Build a Pipeline

Ksama Arora

Define pipeline by creating a YAML file or use function @pipeline() function to create YAML file. PythonScriptStep is the pipeline step used to perform tasks in a sequence, such as one step that prepares input data and a following step that trains a model

IMP NOTE: To pass data between two pipeline using Python SDK

from azureml.data import OutputFileDatasetConfig
from azureml.pipeline.steps import PythonScriptStep
prepped_data = OutputFileDatasetConfig('prepped')
# Prepare Data Step
step1 = PythonScriptStep(
    name="Prepare Data",
    script_name='data_prep.py',
    arguments=['--out_folder', prepped_data]
)
# Train the model
step2 = PythonScriptStep(
    name="Train Model",
    script_name='data_prep.py',
    arguments=['--training-data', prepped_data.as_input()]
)

Step 1: Prepare data and Train model

from azure.ai.ml.dsl import pipeline

# Define the pipeline function
# The pipeline function expects pipeline_job_input as the overall pipeline input.
@pipeline()
def pipeline_function_name(pipeline_job_input):

    # First pipeline step: prepare data
    # The first pipeline step requires a value for the input parameter input_data, which is provided by pipeline_job_input.
    prep_data = loaded_component_prep(input_data=pipeline_job_input)

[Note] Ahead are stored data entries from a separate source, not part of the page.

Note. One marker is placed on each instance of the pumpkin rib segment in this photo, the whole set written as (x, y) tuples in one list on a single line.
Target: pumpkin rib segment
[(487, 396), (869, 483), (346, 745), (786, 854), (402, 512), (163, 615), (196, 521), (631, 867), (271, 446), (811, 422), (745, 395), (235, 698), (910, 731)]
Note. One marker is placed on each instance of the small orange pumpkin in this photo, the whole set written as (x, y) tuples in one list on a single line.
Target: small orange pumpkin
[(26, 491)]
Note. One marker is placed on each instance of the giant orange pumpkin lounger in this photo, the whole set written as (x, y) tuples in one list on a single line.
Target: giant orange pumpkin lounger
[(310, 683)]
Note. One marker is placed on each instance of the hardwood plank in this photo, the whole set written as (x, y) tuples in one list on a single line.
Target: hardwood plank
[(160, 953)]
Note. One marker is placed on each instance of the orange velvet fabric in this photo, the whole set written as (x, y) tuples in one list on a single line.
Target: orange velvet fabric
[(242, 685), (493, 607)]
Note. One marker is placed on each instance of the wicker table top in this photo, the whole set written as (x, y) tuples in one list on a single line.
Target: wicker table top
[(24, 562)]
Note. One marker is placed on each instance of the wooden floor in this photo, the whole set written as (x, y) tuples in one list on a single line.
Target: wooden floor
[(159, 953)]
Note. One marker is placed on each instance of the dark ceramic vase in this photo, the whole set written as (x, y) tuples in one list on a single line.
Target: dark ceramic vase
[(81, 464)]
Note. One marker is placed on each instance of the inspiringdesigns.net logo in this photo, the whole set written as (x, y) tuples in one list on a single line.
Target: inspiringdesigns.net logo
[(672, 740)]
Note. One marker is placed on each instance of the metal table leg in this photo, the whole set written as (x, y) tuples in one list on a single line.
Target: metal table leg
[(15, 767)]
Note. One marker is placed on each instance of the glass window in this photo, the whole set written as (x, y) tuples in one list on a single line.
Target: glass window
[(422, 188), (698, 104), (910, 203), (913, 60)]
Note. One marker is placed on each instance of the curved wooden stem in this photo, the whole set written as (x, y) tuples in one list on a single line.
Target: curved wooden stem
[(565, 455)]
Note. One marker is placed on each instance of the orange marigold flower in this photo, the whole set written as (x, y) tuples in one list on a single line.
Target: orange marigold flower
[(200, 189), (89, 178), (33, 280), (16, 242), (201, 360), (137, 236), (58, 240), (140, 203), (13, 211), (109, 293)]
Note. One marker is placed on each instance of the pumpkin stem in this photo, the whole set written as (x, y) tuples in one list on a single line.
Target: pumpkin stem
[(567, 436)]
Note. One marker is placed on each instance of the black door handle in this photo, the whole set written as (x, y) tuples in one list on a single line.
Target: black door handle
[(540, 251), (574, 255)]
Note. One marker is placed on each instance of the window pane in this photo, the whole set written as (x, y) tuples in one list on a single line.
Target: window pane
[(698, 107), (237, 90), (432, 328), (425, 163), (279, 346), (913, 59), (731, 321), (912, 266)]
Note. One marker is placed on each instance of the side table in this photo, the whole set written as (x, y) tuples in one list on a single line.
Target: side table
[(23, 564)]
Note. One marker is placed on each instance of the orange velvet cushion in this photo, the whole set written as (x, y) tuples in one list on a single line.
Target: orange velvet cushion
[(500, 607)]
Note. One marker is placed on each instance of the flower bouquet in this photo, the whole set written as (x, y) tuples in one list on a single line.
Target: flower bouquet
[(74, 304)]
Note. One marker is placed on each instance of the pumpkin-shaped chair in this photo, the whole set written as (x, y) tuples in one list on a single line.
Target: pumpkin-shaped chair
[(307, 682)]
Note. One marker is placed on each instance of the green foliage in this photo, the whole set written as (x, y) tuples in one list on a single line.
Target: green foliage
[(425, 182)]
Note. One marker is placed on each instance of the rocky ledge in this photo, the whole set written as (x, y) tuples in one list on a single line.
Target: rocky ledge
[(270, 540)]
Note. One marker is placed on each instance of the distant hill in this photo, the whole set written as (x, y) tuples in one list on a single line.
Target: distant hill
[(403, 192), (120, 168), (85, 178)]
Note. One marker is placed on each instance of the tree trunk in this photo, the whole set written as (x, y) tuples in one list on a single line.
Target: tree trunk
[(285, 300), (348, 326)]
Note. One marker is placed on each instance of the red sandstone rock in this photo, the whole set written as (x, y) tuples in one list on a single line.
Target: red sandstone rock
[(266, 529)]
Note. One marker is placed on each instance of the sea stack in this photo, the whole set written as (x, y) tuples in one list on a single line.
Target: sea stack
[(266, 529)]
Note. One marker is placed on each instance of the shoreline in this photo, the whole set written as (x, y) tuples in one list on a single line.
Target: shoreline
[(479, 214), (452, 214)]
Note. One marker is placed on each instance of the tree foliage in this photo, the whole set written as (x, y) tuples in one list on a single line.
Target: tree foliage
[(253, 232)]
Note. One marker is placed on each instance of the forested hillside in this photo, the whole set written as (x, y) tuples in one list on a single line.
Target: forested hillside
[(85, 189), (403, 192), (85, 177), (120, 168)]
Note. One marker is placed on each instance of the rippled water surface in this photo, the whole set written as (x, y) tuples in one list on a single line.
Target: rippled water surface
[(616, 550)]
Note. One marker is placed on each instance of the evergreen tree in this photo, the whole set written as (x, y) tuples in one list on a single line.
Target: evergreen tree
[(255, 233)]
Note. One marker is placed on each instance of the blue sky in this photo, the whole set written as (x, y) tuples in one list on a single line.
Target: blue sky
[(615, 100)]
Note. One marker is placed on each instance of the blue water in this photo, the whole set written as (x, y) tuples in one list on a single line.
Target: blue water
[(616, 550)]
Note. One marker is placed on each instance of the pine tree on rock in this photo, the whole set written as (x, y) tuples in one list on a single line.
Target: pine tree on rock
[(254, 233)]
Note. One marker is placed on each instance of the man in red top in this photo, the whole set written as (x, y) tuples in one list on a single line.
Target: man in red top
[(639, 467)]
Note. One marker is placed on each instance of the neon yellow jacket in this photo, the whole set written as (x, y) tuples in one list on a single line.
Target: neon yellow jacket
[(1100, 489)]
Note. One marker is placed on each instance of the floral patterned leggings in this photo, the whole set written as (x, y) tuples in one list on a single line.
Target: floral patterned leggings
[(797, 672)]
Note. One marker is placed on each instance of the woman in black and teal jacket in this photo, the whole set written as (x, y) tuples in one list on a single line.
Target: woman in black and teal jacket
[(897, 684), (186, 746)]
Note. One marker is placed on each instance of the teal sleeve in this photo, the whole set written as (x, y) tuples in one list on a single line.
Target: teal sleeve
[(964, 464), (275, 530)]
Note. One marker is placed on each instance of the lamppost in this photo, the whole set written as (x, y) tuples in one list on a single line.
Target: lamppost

    # Second pipeline step: train model
    # The output of the first step is used as the input for the second step.
    # The second pipeline step is defined by the loaded component for train_model and results in a trained model referred to by model_output.
    train_model = loaded_component_train(training_data=prep_data.outputs.output_data)

    # Define pipeline outputs
    # Output 1: pipeline_job_transformed_data with the value of prep_data.outputs.output_data
    # Output 2: pipeline_job_trained_model with the value of train_model.outputs.model_output
    return {
        "pipeline_job_transformed_data": prep_data.outputs.output_data,
        "pipeline_job_trained_model": train_model.outputs.model_output,
    }

Step 2: To pass a registered data asset as pipeline job input, call function you created with data asset as input

from azure.ai.ml import Input
from azure.ai.ml.constants import AssetTypes

pipeline_job = pipeline_function_name(
    Input(type=AssetTypes.URI_FILE, 
    path="azureml:data:1"
))

Step 3: Print the pipeline_job object created and review the YAML file created by running the @pipeline() function

print(pipeline_job) # printing the pipeline_job object you created

Output will be YAML file including configuration of pipeline and its compoenents. Some parameters in YAML file are:

display_name: pipeline_function_name
type: pipeline
inputs:
  pipeline_job_input:
    type: uri_file
    path: azureml:data:1
outputs:
  pipeline_job_transformed_data: null
  pipeline_job_trained_model: null
jobs:
  prep_data:
    type: command
    inputs:
      input_data:
        path: $
    outputs:
      output_data: $
  train_model:
    type: command
    inputs:
      input_data:
        path: $
    outputs:
      output_model: $
tags: {}
properties: {}
settings: {}

Run a Pipeline Job

Step 1: Configure a Pipeline Job

After creating pipeline by either using YAML file or @pipeline() function, pipeline configurations can be edited if needed:

Changing Output mode for pipeline job outputs

# change the output mode
pipeline_job.outputs.pipeline_job_transformed_data.mode = "upload"
pipeline_job.outputs.pipeline_job_trained_model.mode = "upload"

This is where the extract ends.